I had a shift yesterday, one of our short introductory stints in the emergency room. The point of these shifts is for us to take it slow, learn the system, understand how patients flow through the emergency department, and to try and make friends with the nurses.
If you remember my old writing, you’ll probably recall that the flow of things in the ER goes “pick up patient –> read about patient –> go see the patient –> present the patient and your plan to the attending physician –> be incorrect–> do what the attending physician tells you.”
This should not be news.
I may or may not have seen a patient yesterday who may or may not have had a complaint related to something. I cannot say more without our privacy officer smiting me with a broadsword.
I would be smited.
The above, inexplicably, is a top Google image result for the search “smited,” and I couldn’t resist putting it in here.
In a completely unrelated vein and in no way linked to any patient, I had ordered morphine for someone in pain. I had to look up, and then ask the nurse for, the dosage of morphine. I blamed this lack of knowledge on the fact that in med school, my home hospital used Dilaudid for everything. Dilaudid (the generic is hydromorphone) is a semisynthetic opioid, which means it is pretty much identical to morphine but is much more potent – so the dosages are different. Thus, I didn’t know how to dose morphine.
This is a little disingenuous, since I don’t know the dosages for hydromorphone either.

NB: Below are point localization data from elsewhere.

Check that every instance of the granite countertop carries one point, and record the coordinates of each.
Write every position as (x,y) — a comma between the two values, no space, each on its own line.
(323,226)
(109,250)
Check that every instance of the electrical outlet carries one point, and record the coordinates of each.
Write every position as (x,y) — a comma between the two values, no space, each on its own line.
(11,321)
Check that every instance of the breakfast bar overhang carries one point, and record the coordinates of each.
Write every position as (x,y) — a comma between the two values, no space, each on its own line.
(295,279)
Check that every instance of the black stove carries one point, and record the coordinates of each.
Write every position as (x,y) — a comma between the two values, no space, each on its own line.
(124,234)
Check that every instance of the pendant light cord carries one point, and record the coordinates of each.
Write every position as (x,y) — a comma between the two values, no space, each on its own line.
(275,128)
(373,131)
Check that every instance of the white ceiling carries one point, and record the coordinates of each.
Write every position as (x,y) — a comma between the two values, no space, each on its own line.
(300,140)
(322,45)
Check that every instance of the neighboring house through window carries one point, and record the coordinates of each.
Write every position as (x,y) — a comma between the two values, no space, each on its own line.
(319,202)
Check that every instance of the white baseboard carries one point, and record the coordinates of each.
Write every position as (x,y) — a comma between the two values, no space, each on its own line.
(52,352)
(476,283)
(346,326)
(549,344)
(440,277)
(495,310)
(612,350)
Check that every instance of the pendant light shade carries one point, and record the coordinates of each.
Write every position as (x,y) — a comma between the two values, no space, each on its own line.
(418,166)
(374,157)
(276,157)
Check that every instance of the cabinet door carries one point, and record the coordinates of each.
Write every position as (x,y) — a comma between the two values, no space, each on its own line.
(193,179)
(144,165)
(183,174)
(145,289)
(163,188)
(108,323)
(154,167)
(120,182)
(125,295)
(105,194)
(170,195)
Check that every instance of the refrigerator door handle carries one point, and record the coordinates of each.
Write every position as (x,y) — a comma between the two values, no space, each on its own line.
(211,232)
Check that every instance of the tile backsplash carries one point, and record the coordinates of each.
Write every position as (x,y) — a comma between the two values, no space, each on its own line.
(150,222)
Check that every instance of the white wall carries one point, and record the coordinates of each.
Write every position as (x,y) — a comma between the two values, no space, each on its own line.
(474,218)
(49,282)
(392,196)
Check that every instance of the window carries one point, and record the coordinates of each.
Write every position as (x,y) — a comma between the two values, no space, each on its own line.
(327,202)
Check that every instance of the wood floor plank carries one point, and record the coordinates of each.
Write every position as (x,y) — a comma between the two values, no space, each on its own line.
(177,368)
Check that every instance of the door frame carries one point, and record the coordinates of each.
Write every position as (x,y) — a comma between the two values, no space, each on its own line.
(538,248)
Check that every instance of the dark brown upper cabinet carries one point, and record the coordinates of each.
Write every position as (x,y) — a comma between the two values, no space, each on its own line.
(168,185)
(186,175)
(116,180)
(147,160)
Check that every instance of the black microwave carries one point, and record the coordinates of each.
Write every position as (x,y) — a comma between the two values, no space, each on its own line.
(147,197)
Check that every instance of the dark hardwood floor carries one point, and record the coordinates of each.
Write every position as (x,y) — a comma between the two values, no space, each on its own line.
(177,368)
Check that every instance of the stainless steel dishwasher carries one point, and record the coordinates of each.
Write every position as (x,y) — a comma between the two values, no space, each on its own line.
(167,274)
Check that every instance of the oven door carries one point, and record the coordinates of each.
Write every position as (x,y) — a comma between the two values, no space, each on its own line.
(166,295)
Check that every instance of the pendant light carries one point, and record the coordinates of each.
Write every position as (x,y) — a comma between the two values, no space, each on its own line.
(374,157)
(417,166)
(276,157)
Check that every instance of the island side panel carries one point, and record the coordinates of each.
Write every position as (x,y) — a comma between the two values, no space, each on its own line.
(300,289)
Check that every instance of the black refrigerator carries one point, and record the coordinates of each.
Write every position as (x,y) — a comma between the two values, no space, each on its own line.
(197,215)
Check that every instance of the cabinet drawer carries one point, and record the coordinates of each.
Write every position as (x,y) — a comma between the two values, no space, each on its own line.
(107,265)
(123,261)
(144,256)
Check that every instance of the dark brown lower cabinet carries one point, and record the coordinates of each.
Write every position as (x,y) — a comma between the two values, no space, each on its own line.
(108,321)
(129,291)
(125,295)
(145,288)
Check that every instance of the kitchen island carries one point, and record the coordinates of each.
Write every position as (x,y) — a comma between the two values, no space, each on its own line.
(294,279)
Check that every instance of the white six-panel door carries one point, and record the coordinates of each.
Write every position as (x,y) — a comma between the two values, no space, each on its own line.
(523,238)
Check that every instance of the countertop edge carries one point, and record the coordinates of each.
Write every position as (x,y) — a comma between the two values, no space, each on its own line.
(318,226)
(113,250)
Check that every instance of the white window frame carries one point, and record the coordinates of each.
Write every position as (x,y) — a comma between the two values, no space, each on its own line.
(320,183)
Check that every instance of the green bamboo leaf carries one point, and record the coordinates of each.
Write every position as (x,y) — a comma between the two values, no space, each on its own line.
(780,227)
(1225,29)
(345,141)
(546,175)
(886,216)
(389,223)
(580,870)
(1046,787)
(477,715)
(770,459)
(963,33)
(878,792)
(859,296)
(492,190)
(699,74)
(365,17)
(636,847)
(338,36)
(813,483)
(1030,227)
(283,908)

Anyway. I had ordered a few things on a previous shift – namely, Tylenol, a chest x-ray, and some blood tests – and am still getting used to the idea of not having a co-signer. In medical school, we were allowed to put in orders – insofar as every single order had to be reviewed and then signed by a real actual resident. Every drug, every test, every nursing order – everything had to get a second pair of (far smarter) eyes on it.
No longer. Yesterday, I clicked a box on a computer to order some morphine and boom, morphine was given. It was like magic. Terrifying, uncomfortable magic.

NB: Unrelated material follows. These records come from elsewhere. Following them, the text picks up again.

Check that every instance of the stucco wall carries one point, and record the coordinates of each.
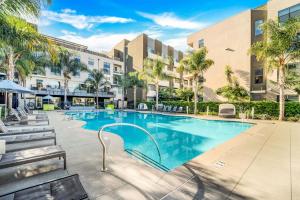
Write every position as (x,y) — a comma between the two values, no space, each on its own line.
(235,34)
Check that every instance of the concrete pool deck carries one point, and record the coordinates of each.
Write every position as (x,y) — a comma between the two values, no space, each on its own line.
(261,163)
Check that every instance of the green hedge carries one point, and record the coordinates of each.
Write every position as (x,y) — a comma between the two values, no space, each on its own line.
(269,108)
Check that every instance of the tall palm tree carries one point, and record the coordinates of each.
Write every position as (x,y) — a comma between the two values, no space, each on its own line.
(280,47)
(181,69)
(96,80)
(197,65)
(69,65)
(153,72)
(135,81)
(18,39)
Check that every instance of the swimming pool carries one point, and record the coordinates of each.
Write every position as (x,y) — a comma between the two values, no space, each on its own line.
(180,138)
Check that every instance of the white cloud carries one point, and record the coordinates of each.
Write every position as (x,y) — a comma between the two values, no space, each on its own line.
(99,42)
(169,20)
(178,43)
(78,21)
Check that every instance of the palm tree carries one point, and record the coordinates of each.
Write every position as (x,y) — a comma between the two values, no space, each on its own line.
(228,74)
(135,81)
(280,47)
(180,69)
(153,72)
(96,80)
(69,65)
(18,39)
(197,65)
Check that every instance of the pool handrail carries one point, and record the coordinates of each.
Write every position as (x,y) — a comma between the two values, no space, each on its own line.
(104,168)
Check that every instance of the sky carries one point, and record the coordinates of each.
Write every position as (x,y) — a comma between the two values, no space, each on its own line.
(100,24)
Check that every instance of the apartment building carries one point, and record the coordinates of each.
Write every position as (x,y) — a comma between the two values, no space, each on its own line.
(52,81)
(228,43)
(134,53)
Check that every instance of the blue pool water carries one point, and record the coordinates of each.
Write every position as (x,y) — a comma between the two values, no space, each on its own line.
(180,139)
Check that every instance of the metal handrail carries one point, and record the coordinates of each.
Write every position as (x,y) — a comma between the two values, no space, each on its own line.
(122,124)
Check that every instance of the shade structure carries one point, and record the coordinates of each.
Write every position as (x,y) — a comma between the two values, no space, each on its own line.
(10,86)
(48,97)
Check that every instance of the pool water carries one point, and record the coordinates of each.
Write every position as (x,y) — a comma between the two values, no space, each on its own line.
(179,138)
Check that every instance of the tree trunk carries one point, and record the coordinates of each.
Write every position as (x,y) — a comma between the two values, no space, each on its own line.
(181,80)
(281,92)
(195,96)
(10,74)
(123,96)
(157,88)
(97,98)
(134,97)
(65,91)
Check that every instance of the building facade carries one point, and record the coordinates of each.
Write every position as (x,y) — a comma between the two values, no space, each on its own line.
(228,43)
(52,81)
(134,53)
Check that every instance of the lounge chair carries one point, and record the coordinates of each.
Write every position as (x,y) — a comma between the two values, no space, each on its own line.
(169,108)
(25,120)
(28,156)
(160,107)
(23,129)
(174,109)
(18,140)
(142,106)
(165,108)
(24,114)
(227,110)
(65,188)
(180,109)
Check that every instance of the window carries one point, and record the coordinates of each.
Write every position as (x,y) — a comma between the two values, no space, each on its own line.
(55,70)
(259,76)
(106,68)
(116,79)
(91,62)
(258,29)
(201,43)
(39,83)
(290,12)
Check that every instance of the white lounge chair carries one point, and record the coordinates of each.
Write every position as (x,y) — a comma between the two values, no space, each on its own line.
(227,110)
(23,129)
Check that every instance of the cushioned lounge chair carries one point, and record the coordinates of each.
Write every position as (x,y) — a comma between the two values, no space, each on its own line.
(180,110)
(12,130)
(24,114)
(13,159)
(65,188)
(18,140)
(227,110)
(25,120)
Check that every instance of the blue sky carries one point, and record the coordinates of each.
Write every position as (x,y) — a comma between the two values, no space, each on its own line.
(100,24)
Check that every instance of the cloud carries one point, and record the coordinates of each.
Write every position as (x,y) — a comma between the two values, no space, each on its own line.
(69,16)
(178,43)
(169,20)
(99,42)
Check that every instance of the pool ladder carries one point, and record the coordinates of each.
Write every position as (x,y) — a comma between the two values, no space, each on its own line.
(100,137)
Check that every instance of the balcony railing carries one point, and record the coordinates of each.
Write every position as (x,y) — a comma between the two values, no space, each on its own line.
(76,92)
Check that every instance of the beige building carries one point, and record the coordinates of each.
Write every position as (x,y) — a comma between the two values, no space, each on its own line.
(228,43)
(51,82)
(134,53)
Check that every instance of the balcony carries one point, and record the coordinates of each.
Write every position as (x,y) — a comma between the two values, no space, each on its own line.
(75,92)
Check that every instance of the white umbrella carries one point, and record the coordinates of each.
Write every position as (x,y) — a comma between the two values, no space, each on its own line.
(48,97)
(12,87)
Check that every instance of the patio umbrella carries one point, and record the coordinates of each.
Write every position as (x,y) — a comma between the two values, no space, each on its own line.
(48,97)
(12,87)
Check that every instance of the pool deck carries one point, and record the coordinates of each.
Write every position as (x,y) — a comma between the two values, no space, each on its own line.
(261,163)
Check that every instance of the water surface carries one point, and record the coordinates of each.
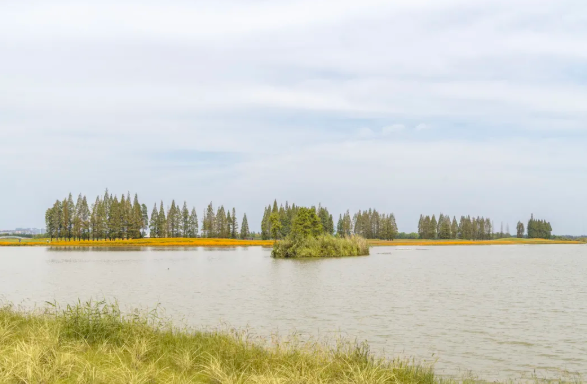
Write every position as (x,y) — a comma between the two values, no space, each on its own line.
(499,311)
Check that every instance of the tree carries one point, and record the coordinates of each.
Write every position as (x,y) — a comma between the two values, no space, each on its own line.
(154,224)
(306,224)
(275,226)
(208,226)
(185,220)
(194,223)
(234,225)
(266,225)
(432,228)
(454,228)
(145,220)
(445,228)
(162,222)
(520,230)
(245,227)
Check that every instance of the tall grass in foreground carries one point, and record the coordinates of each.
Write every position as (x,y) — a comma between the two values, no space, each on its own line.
(96,343)
(321,246)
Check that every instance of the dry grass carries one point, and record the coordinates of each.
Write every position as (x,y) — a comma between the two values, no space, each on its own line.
(202,242)
(171,242)
(95,343)
(508,241)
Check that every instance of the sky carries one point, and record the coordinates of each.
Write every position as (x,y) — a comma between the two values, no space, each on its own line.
(411,107)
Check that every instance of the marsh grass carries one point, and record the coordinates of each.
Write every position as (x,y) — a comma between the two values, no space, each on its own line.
(321,246)
(94,342)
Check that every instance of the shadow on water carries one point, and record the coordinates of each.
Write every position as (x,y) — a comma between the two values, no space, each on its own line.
(143,249)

The thing about any drug is that they have side effects. Strong drugs have strong side effects, and in the case of morphine the scary ones are respiratory depression and low blood pressure. I maybe checked on the patient eleven times in the subsequent twenty minutes to make sure he was still breathing.
This sh*t is nerve-wracking.
One of the more amusing things about orders is simply that they are called orders. Somehow, by virtue of the Medical Doctor degree conferred upon me by someone who clearly did not know whom they were conferring a degree upon, I am now allowed to demand things of others. I demand the X-ray tech perform a chest X-ray! I demand the nurse draw these labs!

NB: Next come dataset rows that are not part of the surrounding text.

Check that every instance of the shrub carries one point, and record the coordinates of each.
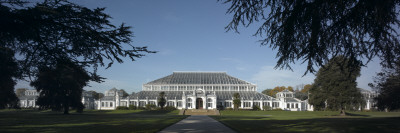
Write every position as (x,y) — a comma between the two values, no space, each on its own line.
(141,108)
(150,107)
(256,108)
(132,107)
(220,107)
(228,108)
(122,108)
(170,108)
(267,108)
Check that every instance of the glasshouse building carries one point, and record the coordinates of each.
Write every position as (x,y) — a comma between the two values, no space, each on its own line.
(201,90)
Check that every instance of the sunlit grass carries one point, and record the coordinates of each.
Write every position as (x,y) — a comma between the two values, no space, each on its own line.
(89,121)
(317,121)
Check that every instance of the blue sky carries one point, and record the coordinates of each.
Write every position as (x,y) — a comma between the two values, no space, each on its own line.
(190,36)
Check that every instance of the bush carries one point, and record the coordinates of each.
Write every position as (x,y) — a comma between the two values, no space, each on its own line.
(150,107)
(170,108)
(277,109)
(256,108)
(220,107)
(228,108)
(122,108)
(141,108)
(267,108)
(132,107)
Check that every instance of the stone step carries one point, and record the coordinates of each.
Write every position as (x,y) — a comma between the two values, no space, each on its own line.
(200,112)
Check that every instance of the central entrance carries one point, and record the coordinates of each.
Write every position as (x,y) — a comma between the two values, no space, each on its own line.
(199,103)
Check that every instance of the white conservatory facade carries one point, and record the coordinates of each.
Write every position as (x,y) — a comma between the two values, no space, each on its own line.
(201,90)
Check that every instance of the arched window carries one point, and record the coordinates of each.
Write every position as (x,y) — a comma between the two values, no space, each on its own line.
(189,103)
(209,100)
(209,103)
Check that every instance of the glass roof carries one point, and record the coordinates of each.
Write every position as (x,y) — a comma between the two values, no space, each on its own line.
(198,78)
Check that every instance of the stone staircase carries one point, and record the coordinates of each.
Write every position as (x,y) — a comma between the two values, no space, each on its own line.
(200,112)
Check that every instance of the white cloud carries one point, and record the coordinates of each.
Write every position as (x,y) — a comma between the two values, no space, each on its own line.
(268,77)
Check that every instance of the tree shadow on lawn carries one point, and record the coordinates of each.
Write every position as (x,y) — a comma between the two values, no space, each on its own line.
(345,125)
(91,121)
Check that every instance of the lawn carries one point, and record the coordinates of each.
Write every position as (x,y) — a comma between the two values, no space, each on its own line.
(90,121)
(324,121)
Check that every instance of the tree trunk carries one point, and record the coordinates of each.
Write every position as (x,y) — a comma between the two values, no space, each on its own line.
(342,112)
(66,108)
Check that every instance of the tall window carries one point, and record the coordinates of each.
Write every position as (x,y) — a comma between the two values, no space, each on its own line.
(179,103)
(228,104)
(189,103)
(209,103)
(246,104)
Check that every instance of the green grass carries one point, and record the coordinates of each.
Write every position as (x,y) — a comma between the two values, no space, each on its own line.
(89,121)
(317,121)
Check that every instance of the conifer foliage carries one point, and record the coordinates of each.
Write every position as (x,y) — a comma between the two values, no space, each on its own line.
(335,87)
(387,84)
(61,86)
(313,31)
(8,71)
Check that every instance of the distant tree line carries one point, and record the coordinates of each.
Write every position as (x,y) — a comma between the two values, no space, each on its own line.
(57,41)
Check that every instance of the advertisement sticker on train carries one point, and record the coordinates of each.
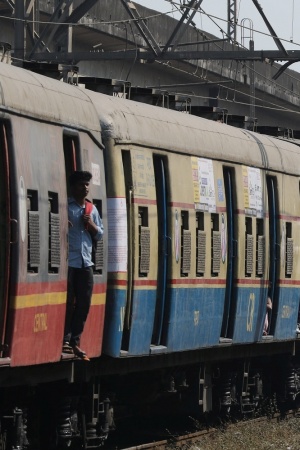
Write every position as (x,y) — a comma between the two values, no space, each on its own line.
(204,184)
(23,209)
(117,234)
(252,187)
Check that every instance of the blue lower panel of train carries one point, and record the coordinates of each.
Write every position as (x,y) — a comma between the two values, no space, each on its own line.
(286,315)
(194,318)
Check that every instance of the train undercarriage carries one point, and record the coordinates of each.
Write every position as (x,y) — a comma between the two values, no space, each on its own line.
(86,411)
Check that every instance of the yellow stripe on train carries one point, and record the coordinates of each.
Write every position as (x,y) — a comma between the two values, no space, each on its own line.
(48,298)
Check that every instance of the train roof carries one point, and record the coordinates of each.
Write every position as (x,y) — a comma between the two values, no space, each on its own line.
(146,125)
(27,93)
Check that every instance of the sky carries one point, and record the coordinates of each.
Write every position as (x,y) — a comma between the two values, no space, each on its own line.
(282,15)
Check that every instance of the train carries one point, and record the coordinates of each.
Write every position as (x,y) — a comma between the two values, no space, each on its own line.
(201,227)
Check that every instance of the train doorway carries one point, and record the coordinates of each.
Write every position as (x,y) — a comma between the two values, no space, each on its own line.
(158,337)
(230,296)
(5,232)
(71,154)
(274,246)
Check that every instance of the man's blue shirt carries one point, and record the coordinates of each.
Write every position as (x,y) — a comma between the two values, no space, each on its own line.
(80,240)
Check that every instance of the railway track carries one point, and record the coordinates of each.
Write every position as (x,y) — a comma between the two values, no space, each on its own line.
(187,440)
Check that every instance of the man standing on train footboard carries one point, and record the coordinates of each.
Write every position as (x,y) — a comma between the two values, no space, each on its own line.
(85,226)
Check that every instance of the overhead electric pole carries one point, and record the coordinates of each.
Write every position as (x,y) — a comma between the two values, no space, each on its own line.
(231,20)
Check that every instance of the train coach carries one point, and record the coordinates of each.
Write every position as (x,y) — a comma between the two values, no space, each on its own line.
(201,227)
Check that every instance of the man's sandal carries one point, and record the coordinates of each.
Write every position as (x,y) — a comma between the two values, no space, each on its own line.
(80,353)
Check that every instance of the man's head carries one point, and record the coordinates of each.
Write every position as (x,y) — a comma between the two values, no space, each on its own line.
(79,182)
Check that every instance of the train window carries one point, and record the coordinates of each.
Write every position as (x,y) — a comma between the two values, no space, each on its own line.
(144,242)
(289,260)
(215,246)
(98,248)
(260,248)
(248,247)
(33,219)
(186,244)
(200,245)
(54,234)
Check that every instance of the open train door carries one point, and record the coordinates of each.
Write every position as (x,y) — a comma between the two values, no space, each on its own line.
(158,338)
(5,233)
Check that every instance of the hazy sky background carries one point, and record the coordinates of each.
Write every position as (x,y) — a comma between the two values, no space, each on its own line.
(282,15)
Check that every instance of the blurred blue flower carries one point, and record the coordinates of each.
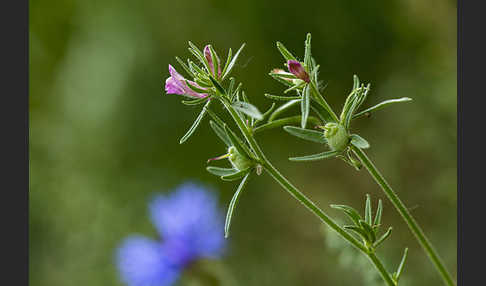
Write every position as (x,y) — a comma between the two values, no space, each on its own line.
(191,226)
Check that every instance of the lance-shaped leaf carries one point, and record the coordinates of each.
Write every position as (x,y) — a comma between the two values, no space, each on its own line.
(233,61)
(236,142)
(285,53)
(248,109)
(368,210)
(350,212)
(221,171)
(400,267)
(359,141)
(304,106)
(220,133)
(379,210)
(195,124)
(283,108)
(236,176)
(315,157)
(369,231)
(232,205)
(195,101)
(357,230)
(380,106)
(307,55)
(278,97)
(383,237)
(306,134)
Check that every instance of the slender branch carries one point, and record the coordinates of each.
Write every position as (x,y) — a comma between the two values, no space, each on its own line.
(402,209)
(301,197)
(285,121)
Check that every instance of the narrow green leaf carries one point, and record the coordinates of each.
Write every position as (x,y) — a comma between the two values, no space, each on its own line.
(236,176)
(383,237)
(306,134)
(350,212)
(220,133)
(195,101)
(307,56)
(277,97)
(228,60)
(217,85)
(369,231)
(379,210)
(359,141)
(304,106)
(380,106)
(221,171)
(195,124)
(232,205)
(248,109)
(233,61)
(315,157)
(285,53)
(215,59)
(368,210)
(185,67)
(402,263)
(238,144)
(357,230)
(283,108)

This is all hilarious to me, because the X-ray tech, the nurses, the scribes, the custodians… all of them are far more knowledgeable than I am. After I put in an order, I almost always go to the person who receives the order (usually the nurse) and humbly beg forgiveness for probably putting in the order wrong. I then humbly request Help In Putting In The Order Right, so another less charitable nurse will not smite me.
Intern year appears to be a yearlong exercise in smiting avoidance. I love this word.
The other weird thing about orders: everything is one. That is, while it makes sense that medication orders are orders, so is every directive related to the patient. There are diet orders. There are restraint orders. There is even an order that says, “ok to use central line,” which is not an order at all.
I will never understand this. I’m going to order some knowledge.